I remembered that night at the river when Gigi had sang for us, for me and René and Pifas and Angel. Mostly, I think she’d sang for Pifas. God, I’d never heard anything that pure. And I’d thought that the world should end like that—with a woman singing a song. But that’s not the way the world ended. The world ended with a boy. Killed at war. That’s how the world ended.
I don’t remember how long Mrs. Apodaca had been there, standing beside us. With her arms around me and Gigi. I just remember hearing her voice. Soft. “Shhhhh,” she kept whispering. And her voice was like a wind, the softest wind in the world. “Shhhhh,” she said. And she smelled of lilac and mint. Like a garden. “Shhh,” she whispered. And I just let her hold me and Gigi. I just let myself sob into her shoulder.
Gigi sang at the funeral. The Ave Maria. Didn’t know she knew Latin. “I don’t,” she said. “But, well, I guess I just liked that song. So l learned it.”
We hung out on my front porch after we laid Pifas in the ground. “Well, I guess I don’t have to marry him,” Gigi said. She didn’t laugh at her own joke. We didn’t either.
We didn’t talk much. Mostly, we just sat there and smoked. And smoked. We didn’t bother going back to school that day.
I told René what I’d thought the day we took Pifas to the bus station. “I thought maybe we should’ve taken him to Canada.”
“What’s in Canada?”
“Trees,” I said. “A sky.”
We went to the river.
We drank a beer.
Angel and Gigi and René and me. We sat there and looked at the river. It wasn’t carrying much water. Not this year.
The day after Pifas’ funeral, we went back to school. Charlie and his friends were still passing out black armbands in the parking lot. Gigi said she was gonna call off the thing they had. That’s what she’d told us at the river. “What was the use?” she said. I looked at Charlie, and wondered if he loved Gigi. Hell, what did I know about love?

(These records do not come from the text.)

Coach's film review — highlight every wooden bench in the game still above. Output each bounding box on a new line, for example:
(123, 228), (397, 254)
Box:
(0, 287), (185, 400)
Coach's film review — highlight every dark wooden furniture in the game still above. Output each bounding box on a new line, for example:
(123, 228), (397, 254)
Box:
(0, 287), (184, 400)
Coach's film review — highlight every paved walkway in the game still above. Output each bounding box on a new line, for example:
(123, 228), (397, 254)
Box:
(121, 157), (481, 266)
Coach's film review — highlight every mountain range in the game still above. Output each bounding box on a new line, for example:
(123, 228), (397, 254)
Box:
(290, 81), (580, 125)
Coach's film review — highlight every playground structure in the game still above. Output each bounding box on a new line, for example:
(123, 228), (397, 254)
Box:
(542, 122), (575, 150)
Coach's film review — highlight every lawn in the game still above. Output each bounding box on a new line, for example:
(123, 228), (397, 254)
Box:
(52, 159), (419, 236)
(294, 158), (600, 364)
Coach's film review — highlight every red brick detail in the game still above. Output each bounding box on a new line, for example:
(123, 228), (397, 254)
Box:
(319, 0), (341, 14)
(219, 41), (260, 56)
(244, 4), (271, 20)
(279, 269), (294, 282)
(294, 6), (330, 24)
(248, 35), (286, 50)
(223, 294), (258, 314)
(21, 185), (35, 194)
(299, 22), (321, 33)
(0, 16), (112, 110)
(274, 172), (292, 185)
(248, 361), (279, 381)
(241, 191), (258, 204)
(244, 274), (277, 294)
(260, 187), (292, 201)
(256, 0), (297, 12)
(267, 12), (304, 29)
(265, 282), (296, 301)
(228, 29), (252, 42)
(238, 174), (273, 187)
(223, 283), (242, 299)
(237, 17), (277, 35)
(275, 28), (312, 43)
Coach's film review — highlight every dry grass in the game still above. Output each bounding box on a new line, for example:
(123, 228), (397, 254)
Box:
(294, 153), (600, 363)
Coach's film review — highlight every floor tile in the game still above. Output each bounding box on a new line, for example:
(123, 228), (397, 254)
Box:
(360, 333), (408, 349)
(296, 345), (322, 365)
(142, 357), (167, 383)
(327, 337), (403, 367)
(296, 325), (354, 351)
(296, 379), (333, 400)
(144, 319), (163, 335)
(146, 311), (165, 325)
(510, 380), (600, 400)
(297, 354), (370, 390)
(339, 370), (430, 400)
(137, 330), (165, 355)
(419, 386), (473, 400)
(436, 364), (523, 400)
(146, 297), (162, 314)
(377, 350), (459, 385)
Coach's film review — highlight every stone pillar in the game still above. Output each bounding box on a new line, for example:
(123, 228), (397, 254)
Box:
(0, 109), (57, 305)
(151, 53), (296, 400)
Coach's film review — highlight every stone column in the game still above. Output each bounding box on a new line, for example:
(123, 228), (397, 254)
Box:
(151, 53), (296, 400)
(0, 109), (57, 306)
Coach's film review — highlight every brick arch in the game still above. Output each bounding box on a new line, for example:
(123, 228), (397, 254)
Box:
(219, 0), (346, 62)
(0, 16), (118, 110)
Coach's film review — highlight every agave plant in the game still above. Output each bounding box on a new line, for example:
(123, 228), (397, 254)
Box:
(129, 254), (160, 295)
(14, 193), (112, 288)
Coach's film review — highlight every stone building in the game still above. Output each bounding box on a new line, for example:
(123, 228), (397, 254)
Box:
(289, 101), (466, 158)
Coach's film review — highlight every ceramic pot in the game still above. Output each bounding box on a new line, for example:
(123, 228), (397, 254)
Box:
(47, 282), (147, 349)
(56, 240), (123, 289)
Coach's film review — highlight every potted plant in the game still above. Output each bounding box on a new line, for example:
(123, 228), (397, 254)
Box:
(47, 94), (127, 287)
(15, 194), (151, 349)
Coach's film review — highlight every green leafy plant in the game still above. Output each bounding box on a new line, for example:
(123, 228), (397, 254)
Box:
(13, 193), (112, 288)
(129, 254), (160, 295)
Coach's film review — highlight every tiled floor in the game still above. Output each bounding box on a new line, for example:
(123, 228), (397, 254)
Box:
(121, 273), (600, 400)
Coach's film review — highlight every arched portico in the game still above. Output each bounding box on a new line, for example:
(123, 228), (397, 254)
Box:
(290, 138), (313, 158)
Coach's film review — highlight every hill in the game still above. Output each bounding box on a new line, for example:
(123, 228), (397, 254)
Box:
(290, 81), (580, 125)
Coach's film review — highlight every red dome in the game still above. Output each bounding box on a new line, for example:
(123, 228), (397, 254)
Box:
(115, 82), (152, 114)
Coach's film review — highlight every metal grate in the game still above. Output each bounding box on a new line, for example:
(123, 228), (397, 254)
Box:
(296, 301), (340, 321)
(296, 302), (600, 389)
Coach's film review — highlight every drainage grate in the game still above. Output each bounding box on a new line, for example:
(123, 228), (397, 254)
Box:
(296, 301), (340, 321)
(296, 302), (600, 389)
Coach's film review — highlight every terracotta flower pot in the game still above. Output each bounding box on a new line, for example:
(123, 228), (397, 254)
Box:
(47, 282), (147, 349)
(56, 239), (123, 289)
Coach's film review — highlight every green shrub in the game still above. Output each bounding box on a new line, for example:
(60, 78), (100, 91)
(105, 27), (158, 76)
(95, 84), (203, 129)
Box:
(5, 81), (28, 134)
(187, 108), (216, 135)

I took an armband from Charlie.
“Peace,” he said. “Peace, Sammy.”
Yeah, yeah. I didn’t know anything about peace either. I looked at René. “Tie this thing on me, will you?”
René looked at me. “I thought you didn’t want to wear one of these things.”
“I didn’t want to wake up this morning either. So what?”
“Don’t talk like that, Sammy.”
“Like what, René?”
“Like you’ve given up.”
He tied the armband on me.
“Give up? Then why the hell am I wearing this?”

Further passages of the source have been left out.